Katherine Forrest: Right. And, as we previewed, the news about Mythos's capabilities caused some market reaction. And, so, there were a whole variety of companies that experienced real market reaction in response. So, the model isn't even released beyond the select partners in Glasswing, this Project Glasswing. So, why is it causing such a reaction? Lots of news articles, lots of these discussions. You know, we've got the Secretary of the Treasury calling for meetings. Let's talk a little bit about AI safety beyond the preview that we gave earlier. Most frontier labs have made certain kinds of commitments to evaluate their models to determine the level that they have of capability across certain domains. And cybersecurity is typically one of them. And, so, they look at what kinds of cyber risks their models might actually create. And then, in their system card, often talk about the level of risk. So, Anthropic, under their own responsible scaling policies, and some of their other policies, actually committed themselves to implementing various stages of safeguards and therefore they've taken the actions that they have here with Project Glasswing. But when we talk about a model's cyber capabilities and what it can do, we can be talking about all kinds of capabilities. We can talk about the way in which it can protect a company from any kind of exposure, but also we can be talking about ways in which bad actors can find and try to exploit vulnerabilities in software code. When you're talking about something like this Mythos Preview, or Project Glasswing, we're talking about really a project which is sufficiently important that only a few but a very large surface area of those companies that provide a sort of cyber attack surface area risk for us are being given access to this model so that they can harden against potential vulnerabilities early.

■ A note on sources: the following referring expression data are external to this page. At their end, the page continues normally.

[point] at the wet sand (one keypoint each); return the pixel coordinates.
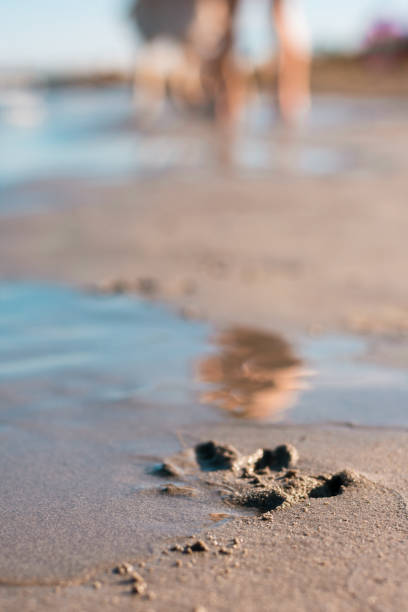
(282, 252)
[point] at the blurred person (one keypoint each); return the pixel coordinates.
(205, 33)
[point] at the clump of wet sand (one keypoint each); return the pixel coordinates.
(266, 480)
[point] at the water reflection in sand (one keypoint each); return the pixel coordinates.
(253, 374)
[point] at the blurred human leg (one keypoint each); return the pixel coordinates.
(294, 60)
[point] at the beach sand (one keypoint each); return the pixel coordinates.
(285, 252)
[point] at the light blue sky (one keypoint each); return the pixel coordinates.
(58, 34)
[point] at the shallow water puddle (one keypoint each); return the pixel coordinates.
(60, 344)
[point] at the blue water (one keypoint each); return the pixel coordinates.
(75, 133)
(61, 347)
(91, 133)
(61, 343)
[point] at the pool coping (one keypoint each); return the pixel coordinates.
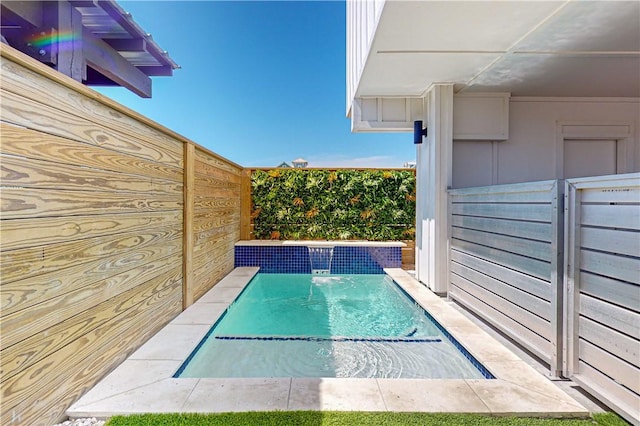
(144, 382)
(319, 243)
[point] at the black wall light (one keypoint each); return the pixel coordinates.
(418, 132)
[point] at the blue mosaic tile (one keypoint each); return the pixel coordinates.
(295, 259)
(331, 339)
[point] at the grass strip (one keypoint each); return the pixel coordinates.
(335, 418)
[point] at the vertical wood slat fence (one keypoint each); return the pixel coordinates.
(602, 279)
(94, 259)
(506, 261)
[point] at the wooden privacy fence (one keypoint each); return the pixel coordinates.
(94, 259)
(602, 279)
(506, 261)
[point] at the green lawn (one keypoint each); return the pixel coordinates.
(334, 418)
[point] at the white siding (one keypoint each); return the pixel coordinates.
(362, 20)
(533, 150)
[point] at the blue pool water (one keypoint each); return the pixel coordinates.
(299, 325)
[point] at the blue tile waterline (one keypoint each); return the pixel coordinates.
(330, 339)
(295, 259)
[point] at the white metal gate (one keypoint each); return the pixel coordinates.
(602, 284)
(506, 261)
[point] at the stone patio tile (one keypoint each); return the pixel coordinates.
(129, 375)
(520, 373)
(452, 396)
(247, 394)
(201, 313)
(221, 295)
(482, 346)
(335, 394)
(175, 341)
(166, 396)
(505, 398)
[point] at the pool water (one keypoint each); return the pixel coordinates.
(299, 325)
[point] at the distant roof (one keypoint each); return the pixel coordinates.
(93, 41)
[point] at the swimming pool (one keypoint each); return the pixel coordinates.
(301, 325)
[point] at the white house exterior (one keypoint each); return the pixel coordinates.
(514, 92)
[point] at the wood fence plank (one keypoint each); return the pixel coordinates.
(24, 112)
(19, 325)
(20, 203)
(25, 263)
(18, 172)
(37, 232)
(54, 377)
(36, 145)
(38, 346)
(31, 86)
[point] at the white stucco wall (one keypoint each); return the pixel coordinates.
(531, 153)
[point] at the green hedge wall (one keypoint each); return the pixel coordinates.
(299, 204)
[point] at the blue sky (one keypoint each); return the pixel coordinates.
(261, 82)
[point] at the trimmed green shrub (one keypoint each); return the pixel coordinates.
(309, 204)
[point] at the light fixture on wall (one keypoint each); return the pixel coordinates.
(418, 132)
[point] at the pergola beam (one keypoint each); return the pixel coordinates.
(108, 62)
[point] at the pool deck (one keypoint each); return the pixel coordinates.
(144, 383)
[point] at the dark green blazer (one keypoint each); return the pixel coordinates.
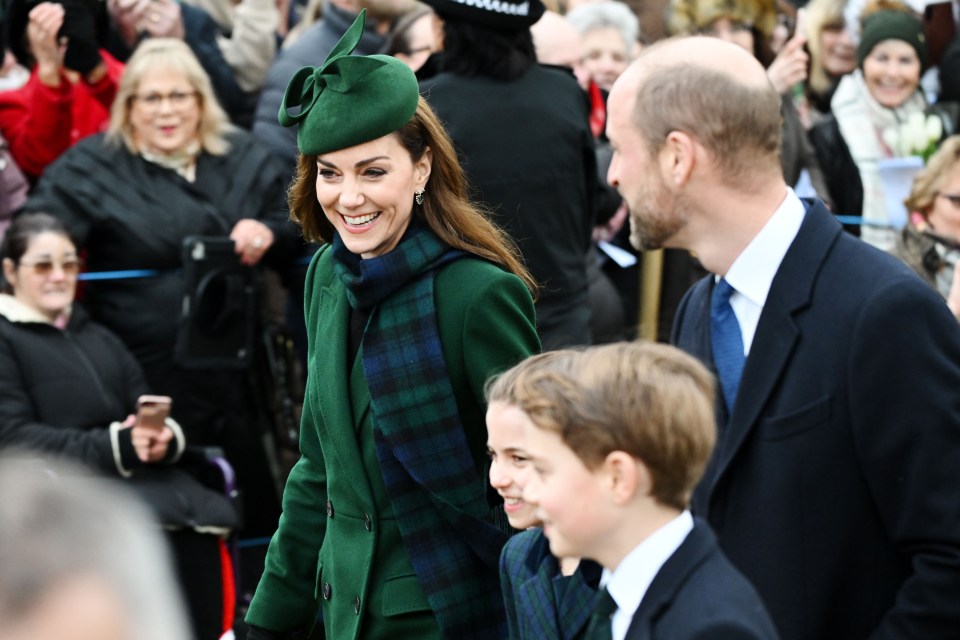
(338, 545)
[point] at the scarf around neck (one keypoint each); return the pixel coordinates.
(862, 120)
(423, 452)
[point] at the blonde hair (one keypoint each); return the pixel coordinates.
(928, 181)
(447, 210)
(821, 15)
(649, 400)
(172, 54)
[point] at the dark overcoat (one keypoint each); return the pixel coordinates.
(833, 487)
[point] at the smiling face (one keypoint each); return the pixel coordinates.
(45, 278)
(509, 464)
(570, 498)
(944, 214)
(165, 112)
(367, 193)
(892, 72)
(605, 55)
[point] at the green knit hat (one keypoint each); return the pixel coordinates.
(349, 100)
(892, 24)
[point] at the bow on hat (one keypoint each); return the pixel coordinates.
(348, 100)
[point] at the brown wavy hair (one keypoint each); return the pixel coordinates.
(652, 401)
(447, 209)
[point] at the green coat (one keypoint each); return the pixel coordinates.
(338, 544)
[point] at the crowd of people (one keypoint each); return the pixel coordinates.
(370, 252)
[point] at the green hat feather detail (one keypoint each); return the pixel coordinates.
(348, 100)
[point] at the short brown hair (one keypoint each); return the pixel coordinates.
(737, 123)
(446, 208)
(649, 400)
(927, 182)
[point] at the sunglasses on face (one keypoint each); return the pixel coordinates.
(70, 267)
(952, 197)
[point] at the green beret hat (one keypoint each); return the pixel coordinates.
(349, 100)
(892, 24)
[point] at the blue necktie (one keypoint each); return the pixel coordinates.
(727, 342)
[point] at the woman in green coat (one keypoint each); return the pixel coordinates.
(415, 300)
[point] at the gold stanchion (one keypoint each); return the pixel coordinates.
(651, 281)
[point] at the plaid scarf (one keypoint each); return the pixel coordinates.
(434, 488)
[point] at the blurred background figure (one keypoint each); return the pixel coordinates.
(877, 97)
(69, 388)
(930, 242)
(170, 167)
(80, 559)
(539, 182)
(609, 33)
(833, 54)
(412, 38)
(70, 90)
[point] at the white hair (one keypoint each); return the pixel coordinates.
(58, 523)
(599, 15)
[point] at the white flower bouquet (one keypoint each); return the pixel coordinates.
(919, 136)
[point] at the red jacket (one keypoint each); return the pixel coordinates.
(41, 122)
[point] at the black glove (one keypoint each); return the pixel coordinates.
(80, 26)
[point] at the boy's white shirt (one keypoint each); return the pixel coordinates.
(628, 583)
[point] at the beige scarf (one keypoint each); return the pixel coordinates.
(862, 121)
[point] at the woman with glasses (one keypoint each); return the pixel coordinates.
(171, 166)
(69, 388)
(930, 242)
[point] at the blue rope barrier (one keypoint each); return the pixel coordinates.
(119, 275)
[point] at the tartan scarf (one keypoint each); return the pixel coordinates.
(435, 491)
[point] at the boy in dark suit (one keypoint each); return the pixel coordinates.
(618, 436)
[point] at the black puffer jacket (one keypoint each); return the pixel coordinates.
(64, 392)
(128, 213)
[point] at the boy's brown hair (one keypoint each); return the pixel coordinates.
(649, 400)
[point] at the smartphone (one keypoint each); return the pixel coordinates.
(152, 411)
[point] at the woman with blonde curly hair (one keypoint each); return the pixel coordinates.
(170, 167)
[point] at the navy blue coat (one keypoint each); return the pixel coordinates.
(698, 594)
(531, 582)
(834, 485)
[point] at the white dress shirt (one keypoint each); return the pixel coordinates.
(628, 583)
(751, 274)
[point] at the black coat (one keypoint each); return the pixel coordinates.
(833, 485)
(60, 392)
(528, 151)
(698, 595)
(128, 213)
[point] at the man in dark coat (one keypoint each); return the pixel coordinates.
(833, 486)
(523, 136)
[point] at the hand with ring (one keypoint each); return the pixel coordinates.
(251, 240)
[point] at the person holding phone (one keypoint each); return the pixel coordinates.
(69, 388)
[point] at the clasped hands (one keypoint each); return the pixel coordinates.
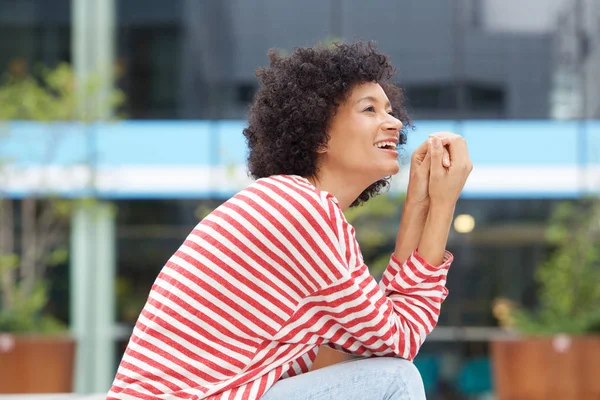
(439, 169)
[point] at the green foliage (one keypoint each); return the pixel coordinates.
(569, 280)
(376, 224)
(48, 95)
(27, 315)
(54, 95)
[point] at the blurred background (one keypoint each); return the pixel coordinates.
(120, 128)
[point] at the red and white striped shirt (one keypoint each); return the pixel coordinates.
(258, 286)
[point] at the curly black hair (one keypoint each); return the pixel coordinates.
(299, 95)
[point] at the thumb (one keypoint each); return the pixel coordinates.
(426, 164)
(437, 152)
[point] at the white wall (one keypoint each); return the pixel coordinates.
(524, 16)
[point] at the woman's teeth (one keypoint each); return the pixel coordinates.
(386, 145)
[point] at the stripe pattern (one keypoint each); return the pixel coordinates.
(256, 288)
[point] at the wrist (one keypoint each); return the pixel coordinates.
(441, 212)
(420, 206)
(442, 205)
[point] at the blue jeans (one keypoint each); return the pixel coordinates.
(381, 378)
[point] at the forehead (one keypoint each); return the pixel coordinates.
(371, 90)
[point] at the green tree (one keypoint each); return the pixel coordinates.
(569, 280)
(33, 232)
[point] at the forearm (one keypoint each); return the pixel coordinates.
(434, 238)
(411, 229)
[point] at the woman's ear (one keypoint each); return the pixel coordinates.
(322, 149)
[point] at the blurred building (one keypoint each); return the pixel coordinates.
(462, 63)
(196, 59)
(576, 61)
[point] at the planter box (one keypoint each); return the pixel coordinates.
(560, 367)
(36, 364)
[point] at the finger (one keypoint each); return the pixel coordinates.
(427, 160)
(420, 151)
(457, 148)
(446, 157)
(437, 152)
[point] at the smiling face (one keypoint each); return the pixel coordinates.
(363, 137)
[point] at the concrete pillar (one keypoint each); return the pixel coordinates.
(93, 224)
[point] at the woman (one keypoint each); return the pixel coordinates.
(240, 310)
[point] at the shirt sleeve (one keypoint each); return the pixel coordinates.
(353, 312)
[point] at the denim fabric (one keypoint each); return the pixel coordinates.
(382, 378)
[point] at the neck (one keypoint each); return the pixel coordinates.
(346, 191)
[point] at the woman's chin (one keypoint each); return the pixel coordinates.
(393, 169)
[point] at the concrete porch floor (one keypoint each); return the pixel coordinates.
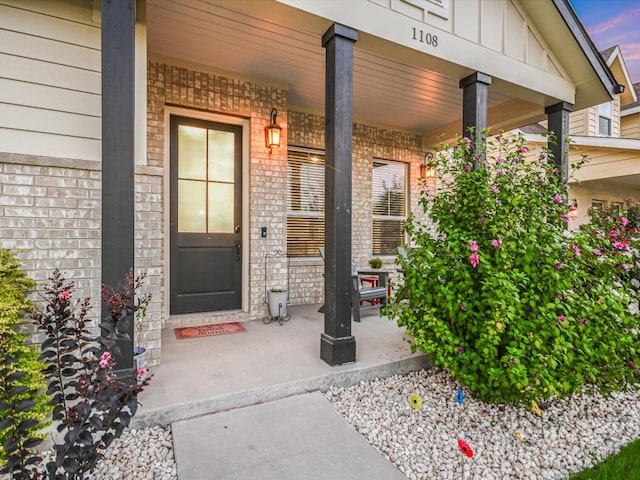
(267, 362)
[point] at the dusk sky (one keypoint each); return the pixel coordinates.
(614, 22)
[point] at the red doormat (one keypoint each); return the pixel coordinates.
(208, 330)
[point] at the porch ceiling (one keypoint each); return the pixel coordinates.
(276, 44)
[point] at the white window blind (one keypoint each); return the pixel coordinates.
(305, 201)
(389, 200)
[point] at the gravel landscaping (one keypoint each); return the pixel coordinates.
(507, 442)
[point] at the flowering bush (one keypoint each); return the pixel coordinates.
(499, 292)
(90, 405)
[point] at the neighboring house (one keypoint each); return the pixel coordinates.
(608, 135)
(155, 111)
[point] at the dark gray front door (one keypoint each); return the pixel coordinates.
(206, 213)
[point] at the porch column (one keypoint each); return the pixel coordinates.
(475, 95)
(118, 191)
(337, 345)
(558, 121)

Scott Caravello: And, so, from there, we can take a turn to talk a little bit about how the model's capabilities are evaluated and how other models are evaluated for cybersecurity capabilities. And, so, one typical method is called capture the flag, or “CTF” challenges. And capture the flag competitions are a long-standing practice in the world of cybersecurity. And they entail hiding a piece of data in a computer system such that the only way to find the data, or the quote–unquote flag, is to exploit a series of vulnerabilities in the system. And the CTF, the capture the flag, benchmarks here, work the same way, just under simulated or sandbox conditions. On one very commonly used CTF-style cyber benchmark for AI, Mythos received a 100% success rate across 35 distinct challenges, on every try. Meanwhile, in another benchmark that was focused on real-world vulnerabilities, Mythos leads Anthropic's formerly leading flagship model, Opus 4.6, by 16 points.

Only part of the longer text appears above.